Stuxnet was used to attack a nuclear enrichment facility in Iran in a blow to the country's nuclear program. Some experts have described Stuxnet as a "guided cyber missile" aimed at Iran's atomic program.
Many industrial plants were built decades ago and then later hooked up to the Internet to make them more efficient. In the rush to embrace the Web, engineers left holes in their systems that hackers have started to exploit.
"They stayed away from the security community. They wanted to do it themselves. Now they are wide open," said Rick Howard, general manager of VeriSign Inc's iDefense division and one of the researchers speaking at Defcon on securing critical infrastructure.

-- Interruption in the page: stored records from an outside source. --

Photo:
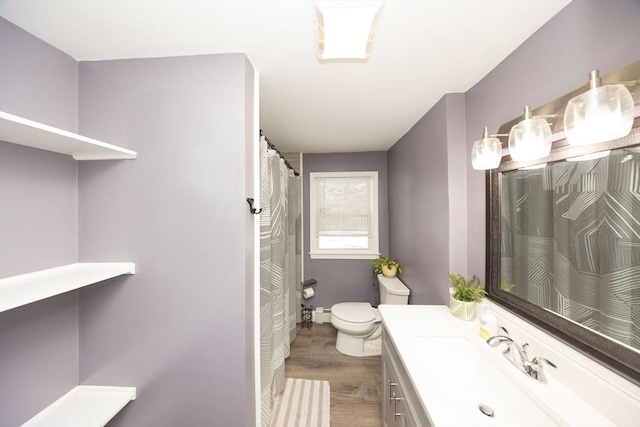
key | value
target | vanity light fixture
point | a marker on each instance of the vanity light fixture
(534, 167)
(487, 152)
(600, 114)
(592, 156)
(530, 139)
(346, 28)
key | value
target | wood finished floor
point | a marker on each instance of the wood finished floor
(354, 381)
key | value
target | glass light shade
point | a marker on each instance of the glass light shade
(598, 115)
(486, 153)
(530, 139)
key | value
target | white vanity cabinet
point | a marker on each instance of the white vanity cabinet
(401, 406)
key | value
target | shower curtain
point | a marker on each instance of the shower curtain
(280, 275)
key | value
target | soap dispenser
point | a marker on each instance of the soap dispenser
(488, 324)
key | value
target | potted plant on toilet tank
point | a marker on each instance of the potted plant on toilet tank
(465, 293)
(386, 266)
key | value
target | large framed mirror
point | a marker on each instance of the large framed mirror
(563, 242)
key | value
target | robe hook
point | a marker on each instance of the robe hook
(252, 209)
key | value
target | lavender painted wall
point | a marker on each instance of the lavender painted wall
(419, 202)
(37, 81)
(38, 227)
(341, 280)
(179, 329)
(584, 36)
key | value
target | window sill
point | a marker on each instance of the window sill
(324, 255)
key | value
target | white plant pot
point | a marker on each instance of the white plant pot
(389, 272)
(462, 310)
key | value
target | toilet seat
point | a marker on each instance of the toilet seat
(355, 318)
(354, 312)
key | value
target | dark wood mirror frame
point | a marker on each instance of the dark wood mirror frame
(613, 355)
(617, 357)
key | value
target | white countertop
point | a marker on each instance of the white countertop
(435, 347)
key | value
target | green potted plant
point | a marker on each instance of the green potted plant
(386, 266)
(465, 293)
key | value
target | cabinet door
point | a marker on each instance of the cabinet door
(393, 405)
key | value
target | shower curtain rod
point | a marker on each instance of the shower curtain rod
(273, 147)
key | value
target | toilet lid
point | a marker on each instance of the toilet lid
(355, 312)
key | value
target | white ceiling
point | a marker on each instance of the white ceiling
(422, 50)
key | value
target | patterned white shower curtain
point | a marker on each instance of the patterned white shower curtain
(278, 275)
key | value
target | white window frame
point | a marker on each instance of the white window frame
(374, 247)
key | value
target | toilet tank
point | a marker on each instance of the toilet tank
(392, 291)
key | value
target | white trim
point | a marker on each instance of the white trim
(301, 171)
(256, 251)
(335, 255)
(374, 249)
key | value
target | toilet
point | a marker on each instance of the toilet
(358, 324)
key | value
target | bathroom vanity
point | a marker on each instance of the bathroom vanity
(437, 371)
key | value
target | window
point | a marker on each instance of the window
(343, 214)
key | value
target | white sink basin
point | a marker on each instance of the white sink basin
(454, 377)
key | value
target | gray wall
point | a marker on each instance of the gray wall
(557, 59)
(38, 226)
(341, 280)
(433, 160)
(179, 329)
(419, 201)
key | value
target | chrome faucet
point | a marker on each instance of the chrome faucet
(533, 368)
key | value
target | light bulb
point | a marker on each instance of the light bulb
(487, 152)
(530, 139)
(600, 114)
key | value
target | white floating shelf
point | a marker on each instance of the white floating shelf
(84, 406)
(19, 130)
(27, 288)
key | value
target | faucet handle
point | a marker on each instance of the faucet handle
(536, 361)
(536, 372)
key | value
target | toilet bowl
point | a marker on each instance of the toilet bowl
(358, 323)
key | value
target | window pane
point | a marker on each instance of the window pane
(343, 204)
(343, 242)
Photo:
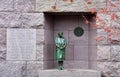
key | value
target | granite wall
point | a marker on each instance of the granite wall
(27, 17)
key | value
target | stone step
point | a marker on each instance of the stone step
(69, 73)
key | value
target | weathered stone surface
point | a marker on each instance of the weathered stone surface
(69, 73)
(44, 5)
(40, 50)
(81, 53)
(101, 34)
(113, 5)
(40, 36)
(103, 53)
(6, 5)
(80, 5)
(12, 69)
(24, 5)
(115, 53)
(48, 64)
(33, 68)
(10, 19)
(48, 52)
(2, 52)
(75, 6)
(33, 20)
(3, 35)
(21, 44)
(109, 69)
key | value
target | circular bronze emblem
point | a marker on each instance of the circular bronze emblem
(78, 31)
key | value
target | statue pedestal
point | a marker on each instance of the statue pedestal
(70, 73)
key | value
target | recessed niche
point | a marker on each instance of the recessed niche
(80, 51)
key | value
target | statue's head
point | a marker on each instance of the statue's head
(60, 34)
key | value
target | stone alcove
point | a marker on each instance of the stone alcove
(80, 51)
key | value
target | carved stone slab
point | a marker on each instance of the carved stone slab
(21, 44)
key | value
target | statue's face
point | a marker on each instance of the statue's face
(60, 34)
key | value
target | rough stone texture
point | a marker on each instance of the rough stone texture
(39, 54)
(12, 69)
(2, 52)
(33, 20)
(21, 44)
(60, 5)
(103, 53)
(19, 20)
(48, 52)
(33, 68)
(113, 5)
(24, 5)
(6, 5)
(69, 73)
(115, 53)
(10, 19)
(109, 69)
(3, 35)
(102, 33)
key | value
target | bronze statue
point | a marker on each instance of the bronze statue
(60, 43)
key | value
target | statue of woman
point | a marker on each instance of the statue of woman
(60, 43)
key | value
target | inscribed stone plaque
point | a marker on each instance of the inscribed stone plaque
(21, 44)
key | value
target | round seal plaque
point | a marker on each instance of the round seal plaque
(78, 31)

Security experts from government agencies and big corporations attend the Black Hat and Defcon conferences every year, crowding into sessions alongside hackers, many of whom use their skills to promote security and fight cyber crime.
At meetings that run through Sunday, they talked about headline-grabbing attacks, such as the massive cyber espionage campaign disclosed by Intel's McAfee security software unit, in which 72 organizations around the world were infiltrated.
Howard gave a presentation on Saturday on Stuxnet, the first piece of malicious software to surface that was designed to attack an industrial control system.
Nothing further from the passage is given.